I've been coming here for many years, commenting on other people's fantastic looking models. I've finally had the courage to share one of my models here in the forums. I completed this one about a year ago and just recently finished weathering it. I hadn't weathered a model in quite a while since the last time I did I wound up screwing it up and I've been gun shy about it ever since.

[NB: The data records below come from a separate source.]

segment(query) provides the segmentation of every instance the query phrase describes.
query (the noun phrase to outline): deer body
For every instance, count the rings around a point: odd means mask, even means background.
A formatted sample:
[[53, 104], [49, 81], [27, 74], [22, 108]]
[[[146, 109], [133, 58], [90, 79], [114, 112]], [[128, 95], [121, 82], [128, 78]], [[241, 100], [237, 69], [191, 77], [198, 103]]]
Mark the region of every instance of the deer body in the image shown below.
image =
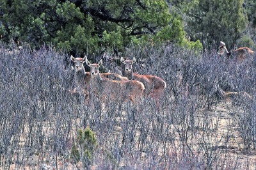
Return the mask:
[[156, 104], [159, 106], [160, 97], [166, 86], [164, 81], [156, 75], [141, 75], [134, 73], [132, 64], [136, 62], [135, 58], [133, 58], [132, 60], [124, 60], [123, 58], [121, 58], [121, 62], [125, 65], [124, 75], [129, 80], [136, 80], [141, 82], [145, 87], [143, 95], [156, 100]]
[[[71, 56], [70, 59], [75, 63], [74, 79], [75, 82], [76, 83], [76, 88], [74, 92], [77, 91], [77, 87], [80, 87], [83, 89], [86, 89], [88, 88], [88, 84], [92, 79], [91, 73], [85, 72], [83, 65], [83, 63], [85, 62], [85, 59], [87, 59], [87, 58], [84, 57], [84, 58], [75, 58]], [[111, 79], [117, 81], [128, 81], [127, 78], [115, 73], [101, 73], [100, 76], [105, 79]]]
[[91, 87], [93, 93], [105, 102], [109, 97], [116, 102], [131, 101], [137, 104], [144, 91], [144, 85], [137, 81], [115, 81], [102, 79], [99, 73], [99, 67], [102, 64], [100, 60], [97, 64], [91, 64], [86, 59], [86, 65], [91, 68]]
[[220, 42], [220, 46], [218, 48], [218, 54], [221, 56], [226, 55], [228, 58], [230, 56], [235, 56], [237, 58], [237, 61], [241, 62], [244, 60], [246, 58], [246, 55], [250, 56], [255, 53], [254, 51], [252, 50], [248, 47], [241, 47], [236, 50], [228, 51], [226, 48], [226, 45], [223, 42]]

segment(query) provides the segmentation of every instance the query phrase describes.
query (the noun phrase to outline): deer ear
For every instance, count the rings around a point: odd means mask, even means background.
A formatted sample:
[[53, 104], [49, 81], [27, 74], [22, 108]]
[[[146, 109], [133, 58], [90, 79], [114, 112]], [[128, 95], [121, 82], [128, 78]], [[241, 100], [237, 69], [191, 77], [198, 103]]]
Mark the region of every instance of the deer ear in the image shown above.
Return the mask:
[[100, 65], [102, 65], [102, 59], [100, 59], [100, 61], [99, 61], [99, 63], [98, 63], [98, 65], [99, 65], [99, 66], [100, 66]]
[[121, 57], [120, 61], [122, 63], [124, 63], [124, 59], [123, 57]]
[[76, 58], [72, 55], [70, 56], [70, 59], [72, 61], [75, 62]]
[[86, 65], [88, 65], [88, 66], [90, 66], [90, 65], [91, 65], [91, 63], [87, 59], [86, 56], [84, 56], [84, 58], [83, 59], [83, 63], [84, 62], [85, 62]]
[[[84, 56], [84, 57], [83, 58], [83, 63], [84, 63], [85, 62], [86, 62], [87, 60], [87, 56]], [[88, 61], [88, 62], [89, 62], [89, 61]], [[90, 64], [90, 63], [89, 62], [89, 64]], [[87, 65], [87, 63], [86, 63]]]
[[133, 57], [132, 58], [132, 64], [136, 62], [136, 58], [134, 57]]

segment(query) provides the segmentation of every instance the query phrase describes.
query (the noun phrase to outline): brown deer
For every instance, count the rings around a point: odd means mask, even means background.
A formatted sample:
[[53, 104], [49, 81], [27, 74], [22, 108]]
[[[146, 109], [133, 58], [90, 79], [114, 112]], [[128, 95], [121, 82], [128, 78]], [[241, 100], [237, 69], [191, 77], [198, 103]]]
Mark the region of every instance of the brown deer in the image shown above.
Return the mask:
[[218, 54], [221, 56], [226, 55], [228, 58], [230, 58], [232, 55], [234, 55], [236, 56], [238, 62], [244, 60], [246, 58], [246, 54], [250, 56], [254, 53], [255, 52], [248, 47], [240, 47], [236, 50], [228, 51], [225, 43], [223, 42], [220, 42], [218, 51]]
[[[87, 57], [84, 56], [83, 58], [75, 58], [73, 56], [71, 56], [70, 59], [75, 63], [74, 82], [77, 84], [76, 88], [72, 91], [72, 93], [76, 93], [77, 90], [79, 89], [83, 91], [83, 93], [86, 93], [86, 89], [88, 88], [88, 83], [90, 82], [92, 79], [91, 73], [85, 72], [85, 68], [83, 65], [85, 63], [86, 59], [87, 59]], [[128, 81], [127, 77], [115, 73], [100, 73], [100, 76], [104, 79], [111, 79], [118, 81]]]
[[144, 85], [141, 82], [137, 81], [103, 79], [99, 71], [99, 68], [102, 65], [102, 60], [95, 64], [92, 64], [86, 58], [84, 60], [90, 68], [91, 87], [94, 89], [94, 91], [93, 90], [90, 91], [98, 95], [104, 102], [106, 102], [109, 97], [111, 100], [119, 102], [130, 100], [135, 105], [139, 103], [145, 89]]
[[125, 66], [125, 72], [123, 75], [127, 77], [129, 80], [136, 80], [144, 84], [145, 89], [143, 95], [150, 97], [156, 100], [157, 107], [159, 107], [160, 97], [166, 87], [164, 81], [156, 75], [141, 75], [134, 73], [132, 65], [136, 62], [134, 57], [132, 60], [124, 60], [121, 57], [121, 62], [124, 64]]

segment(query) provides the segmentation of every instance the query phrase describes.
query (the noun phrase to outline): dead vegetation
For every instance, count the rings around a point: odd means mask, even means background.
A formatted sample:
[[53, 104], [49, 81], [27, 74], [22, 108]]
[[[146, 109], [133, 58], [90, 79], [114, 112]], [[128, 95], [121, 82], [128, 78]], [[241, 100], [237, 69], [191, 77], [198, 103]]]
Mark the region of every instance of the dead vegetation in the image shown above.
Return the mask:
[[1, 169], [86, 168], [72, 157], [77, 131], [86, 127], [99, 144], [91, 169], [255, 168], [255, 58], [237, 65], [214, 50], [172, 45], [127, 52], [138, 59], [135, 71], [166, 81], [159, 109], [144, 98], [138, 111], [108, 100], [103, 112], [98, 98], [85, 103], [86, 96], [70, 93], [65, 54], [0, 50]]

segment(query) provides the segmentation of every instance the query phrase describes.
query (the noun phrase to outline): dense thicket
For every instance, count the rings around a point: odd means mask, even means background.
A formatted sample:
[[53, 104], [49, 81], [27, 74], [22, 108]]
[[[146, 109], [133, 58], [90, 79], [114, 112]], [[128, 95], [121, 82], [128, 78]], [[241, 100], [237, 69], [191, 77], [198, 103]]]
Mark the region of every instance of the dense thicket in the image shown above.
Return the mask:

This model was also a custom build for a specific buyer. He wanted his own call sign and ship numbers.

Thanks for looking.

http://www.flickr.com/photos/wander1107/sets/72157629492067450/


----------



## walsing (Aug 22, 2010)

Very nicely done. The weathering seems to have worked out very well.


----------



## cylon75 (Feb 22, 2011)

looks great nice job


----------



## scooke123 (Apr 11, 2008)

great work - really like the weathering. Just the right amount!
Steve


----------



## Lou Dalmaso (Jul 13, 2004)

agreed! great job! the tags add just the right touch:thumbsup:


----------



## wander1107 (Aug 12, 2006)

Thanks everyone, I really appreciate it.


----------



## BOXIE (Apr 5, 2011)

nice work.Looks like it has seen a lot of action


----------



## seaQuest (Jan 12, 2003)

It IS a great job!
Just my personal preference...I like a Viper that's absolutely filthy.


----------



## Zombie_61 (Apr 21, 2004)

I can only echo what has already been posted. The weathering is reasonably subtle, but effective and realistic, and the tags on the guns is a nice "real world" touch. Nicely done!


----------



## Jafo (Apr 22, 2005)

looks great


----------



## wander1107 (Aug 12, 2006)

Thanks guys. The feedback is really helpful. 

I wanted to weather the Viper enough to show that it's been used but not abused like they were at the end of the series.


----------



## Darkhunter (Dec 17, 2003)

Great work!


----------